Shortly after, I swung over to my manic phase. I would single-handedly process paperwork, design and program software, while he’ll just pop in once in a while to see how things are going. With manic energy, I threw myself into work but over-reached developed acute Repetitive Stress Injury, it meant I could no longer use my hands. I was devastated, I was unable to work on the computer. Much worse I was unable to play the piano like I used to – my nightmare had come true and I fell from from a crushing height of mania into deep depression. I was catatonic, I endured the incapacitating mental and physical anguish. I finally sought professional help in secret when it got the point I knew it would be easier to end it.

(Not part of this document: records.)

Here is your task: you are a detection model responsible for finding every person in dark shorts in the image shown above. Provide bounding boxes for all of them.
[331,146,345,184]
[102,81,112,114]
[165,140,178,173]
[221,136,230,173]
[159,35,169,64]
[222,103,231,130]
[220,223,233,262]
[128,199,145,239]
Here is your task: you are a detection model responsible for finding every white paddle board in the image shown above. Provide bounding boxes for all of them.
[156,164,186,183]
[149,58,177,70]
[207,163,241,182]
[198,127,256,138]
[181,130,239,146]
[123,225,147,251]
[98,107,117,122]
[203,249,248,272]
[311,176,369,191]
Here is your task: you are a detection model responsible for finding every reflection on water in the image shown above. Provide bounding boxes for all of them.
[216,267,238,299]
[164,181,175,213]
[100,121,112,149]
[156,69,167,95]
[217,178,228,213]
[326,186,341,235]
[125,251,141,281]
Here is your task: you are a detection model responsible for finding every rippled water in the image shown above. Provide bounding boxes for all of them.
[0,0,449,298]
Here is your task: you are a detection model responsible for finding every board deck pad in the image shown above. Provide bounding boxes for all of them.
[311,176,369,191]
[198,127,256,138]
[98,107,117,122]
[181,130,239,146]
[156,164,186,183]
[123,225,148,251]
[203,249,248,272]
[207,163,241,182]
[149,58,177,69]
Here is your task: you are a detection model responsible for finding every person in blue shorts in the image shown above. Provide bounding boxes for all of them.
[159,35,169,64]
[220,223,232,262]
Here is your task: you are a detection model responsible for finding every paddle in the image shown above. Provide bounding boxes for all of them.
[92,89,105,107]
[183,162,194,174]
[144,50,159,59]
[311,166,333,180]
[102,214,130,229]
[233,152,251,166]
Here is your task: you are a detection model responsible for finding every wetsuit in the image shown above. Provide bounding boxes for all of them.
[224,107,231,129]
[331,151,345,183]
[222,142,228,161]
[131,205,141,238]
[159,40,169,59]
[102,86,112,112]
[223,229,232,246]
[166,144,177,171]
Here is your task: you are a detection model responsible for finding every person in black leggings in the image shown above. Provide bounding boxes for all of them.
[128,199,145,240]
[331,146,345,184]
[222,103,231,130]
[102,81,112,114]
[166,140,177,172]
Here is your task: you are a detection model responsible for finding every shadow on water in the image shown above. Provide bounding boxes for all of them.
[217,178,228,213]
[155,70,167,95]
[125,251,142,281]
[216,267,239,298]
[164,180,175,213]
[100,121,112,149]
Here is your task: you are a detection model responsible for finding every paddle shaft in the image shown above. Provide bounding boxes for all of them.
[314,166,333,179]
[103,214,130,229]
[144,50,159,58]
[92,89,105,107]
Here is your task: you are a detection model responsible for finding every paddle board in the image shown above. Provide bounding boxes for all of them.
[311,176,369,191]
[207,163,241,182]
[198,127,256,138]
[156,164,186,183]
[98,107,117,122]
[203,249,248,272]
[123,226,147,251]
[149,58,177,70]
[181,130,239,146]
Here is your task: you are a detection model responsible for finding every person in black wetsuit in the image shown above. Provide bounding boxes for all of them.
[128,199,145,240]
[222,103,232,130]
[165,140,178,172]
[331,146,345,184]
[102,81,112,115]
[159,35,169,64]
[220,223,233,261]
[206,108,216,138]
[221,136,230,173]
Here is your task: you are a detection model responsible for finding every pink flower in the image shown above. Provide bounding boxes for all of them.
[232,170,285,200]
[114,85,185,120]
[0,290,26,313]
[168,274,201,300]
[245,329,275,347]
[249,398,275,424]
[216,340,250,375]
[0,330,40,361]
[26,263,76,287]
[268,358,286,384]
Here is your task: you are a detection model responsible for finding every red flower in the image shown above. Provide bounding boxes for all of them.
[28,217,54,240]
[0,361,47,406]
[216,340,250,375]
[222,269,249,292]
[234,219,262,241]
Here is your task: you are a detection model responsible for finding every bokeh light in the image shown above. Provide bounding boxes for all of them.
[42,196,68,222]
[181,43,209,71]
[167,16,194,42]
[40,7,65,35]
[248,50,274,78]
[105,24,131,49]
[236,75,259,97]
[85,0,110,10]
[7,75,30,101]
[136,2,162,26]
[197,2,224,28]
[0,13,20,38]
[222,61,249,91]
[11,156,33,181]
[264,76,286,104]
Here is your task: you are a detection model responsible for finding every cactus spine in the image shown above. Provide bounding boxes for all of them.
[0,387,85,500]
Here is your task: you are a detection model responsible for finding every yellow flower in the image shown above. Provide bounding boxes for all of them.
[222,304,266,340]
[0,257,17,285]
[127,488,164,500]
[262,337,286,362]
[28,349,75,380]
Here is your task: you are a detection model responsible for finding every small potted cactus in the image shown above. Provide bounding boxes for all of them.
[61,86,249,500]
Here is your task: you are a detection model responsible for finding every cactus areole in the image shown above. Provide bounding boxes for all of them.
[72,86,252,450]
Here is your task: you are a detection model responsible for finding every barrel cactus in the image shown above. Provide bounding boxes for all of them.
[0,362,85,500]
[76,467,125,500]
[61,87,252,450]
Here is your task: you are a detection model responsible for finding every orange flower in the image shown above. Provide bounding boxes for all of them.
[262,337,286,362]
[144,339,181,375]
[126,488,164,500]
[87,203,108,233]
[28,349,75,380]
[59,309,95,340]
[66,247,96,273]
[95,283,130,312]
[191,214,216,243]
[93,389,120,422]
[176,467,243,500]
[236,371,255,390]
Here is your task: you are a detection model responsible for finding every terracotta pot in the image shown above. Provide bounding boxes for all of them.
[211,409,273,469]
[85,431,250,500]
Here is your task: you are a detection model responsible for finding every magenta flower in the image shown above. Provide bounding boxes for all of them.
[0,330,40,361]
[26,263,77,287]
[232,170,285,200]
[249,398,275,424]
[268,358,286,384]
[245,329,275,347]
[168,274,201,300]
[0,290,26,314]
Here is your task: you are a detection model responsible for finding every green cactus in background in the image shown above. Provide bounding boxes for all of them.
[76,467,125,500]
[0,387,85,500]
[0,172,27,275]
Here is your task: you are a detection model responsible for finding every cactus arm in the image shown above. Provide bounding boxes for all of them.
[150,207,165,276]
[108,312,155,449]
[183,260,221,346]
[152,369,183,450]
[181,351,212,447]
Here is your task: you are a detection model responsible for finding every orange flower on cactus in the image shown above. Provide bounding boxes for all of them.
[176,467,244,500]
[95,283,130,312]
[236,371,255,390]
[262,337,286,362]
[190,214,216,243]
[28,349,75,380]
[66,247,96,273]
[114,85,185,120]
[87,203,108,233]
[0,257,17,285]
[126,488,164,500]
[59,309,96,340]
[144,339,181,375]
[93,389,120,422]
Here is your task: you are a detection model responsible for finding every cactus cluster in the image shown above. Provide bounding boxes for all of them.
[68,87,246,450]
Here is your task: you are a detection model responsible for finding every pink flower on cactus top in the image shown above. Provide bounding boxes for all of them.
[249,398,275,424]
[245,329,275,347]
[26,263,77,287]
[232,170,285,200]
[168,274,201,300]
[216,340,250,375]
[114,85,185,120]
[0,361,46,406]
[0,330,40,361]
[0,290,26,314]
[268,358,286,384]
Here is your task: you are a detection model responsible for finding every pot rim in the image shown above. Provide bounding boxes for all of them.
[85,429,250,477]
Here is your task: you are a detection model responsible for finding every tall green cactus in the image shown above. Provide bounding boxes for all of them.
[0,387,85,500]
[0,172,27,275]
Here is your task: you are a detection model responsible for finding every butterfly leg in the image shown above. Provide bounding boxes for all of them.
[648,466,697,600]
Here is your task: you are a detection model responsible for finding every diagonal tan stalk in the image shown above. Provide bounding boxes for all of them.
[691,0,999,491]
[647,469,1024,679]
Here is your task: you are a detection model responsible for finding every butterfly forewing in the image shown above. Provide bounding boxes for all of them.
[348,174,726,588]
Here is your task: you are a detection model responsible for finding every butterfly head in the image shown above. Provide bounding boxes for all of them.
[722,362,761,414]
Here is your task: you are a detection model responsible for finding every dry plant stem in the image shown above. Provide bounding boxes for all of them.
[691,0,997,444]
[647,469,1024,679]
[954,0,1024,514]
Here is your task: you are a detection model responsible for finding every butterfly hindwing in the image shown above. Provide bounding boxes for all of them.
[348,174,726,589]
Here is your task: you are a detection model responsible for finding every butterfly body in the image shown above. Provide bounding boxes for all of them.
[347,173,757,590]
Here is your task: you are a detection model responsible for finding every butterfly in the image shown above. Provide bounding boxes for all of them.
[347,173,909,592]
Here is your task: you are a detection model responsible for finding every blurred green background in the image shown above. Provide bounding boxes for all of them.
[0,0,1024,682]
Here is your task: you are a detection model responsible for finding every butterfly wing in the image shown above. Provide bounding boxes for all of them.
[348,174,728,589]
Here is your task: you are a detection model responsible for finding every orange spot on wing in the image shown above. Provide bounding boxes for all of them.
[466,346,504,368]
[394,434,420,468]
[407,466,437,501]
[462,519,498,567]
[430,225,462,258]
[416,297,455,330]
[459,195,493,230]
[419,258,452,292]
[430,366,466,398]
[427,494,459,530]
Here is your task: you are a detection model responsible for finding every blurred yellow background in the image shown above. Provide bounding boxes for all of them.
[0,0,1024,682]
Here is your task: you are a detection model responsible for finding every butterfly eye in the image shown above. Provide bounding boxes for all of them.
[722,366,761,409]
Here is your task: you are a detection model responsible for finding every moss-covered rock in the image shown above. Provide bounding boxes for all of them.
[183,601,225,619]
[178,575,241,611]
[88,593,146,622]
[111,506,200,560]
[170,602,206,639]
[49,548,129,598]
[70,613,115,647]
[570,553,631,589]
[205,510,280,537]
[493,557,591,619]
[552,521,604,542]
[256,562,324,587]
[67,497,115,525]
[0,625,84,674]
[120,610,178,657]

I wrestled with depression and RSI for a few weeks before I decided to make a clean breast of it. When I told him about the RSI and diagnosis (then misdiagnosed as “just” depression), the only thing he was interested in knowing was when I could be cured and could continue to do work. I was confused, I thought he cared. His response had startled me, once again, I became suspicious of him, that he wanted me solely because I was useful to him, not as a friend or anything else. I asked him where I fit in the scheme of things, he was unable to give me an answer. I was in more turmoil for weeks until I decided to confess my feelings for him to see exactly where I stood. His non-reaction confirmed my suspicions. Then he made my life miserable, he refused to let me withdraw from the partnership, he threatened me to reveal to everyone I was gay and mentally unstable if I did not continue with the work despite my physical and mental condition, and refused to have anything to do with me in University.

My bipolar depression soon spiraled out of control, all I wanted was disappear far away without a trace. Until I started writing these essays, I had concealed my suffering from others for over two decades. I contained it all behind my fossilized facade. I also have not bared my heart to anyone since.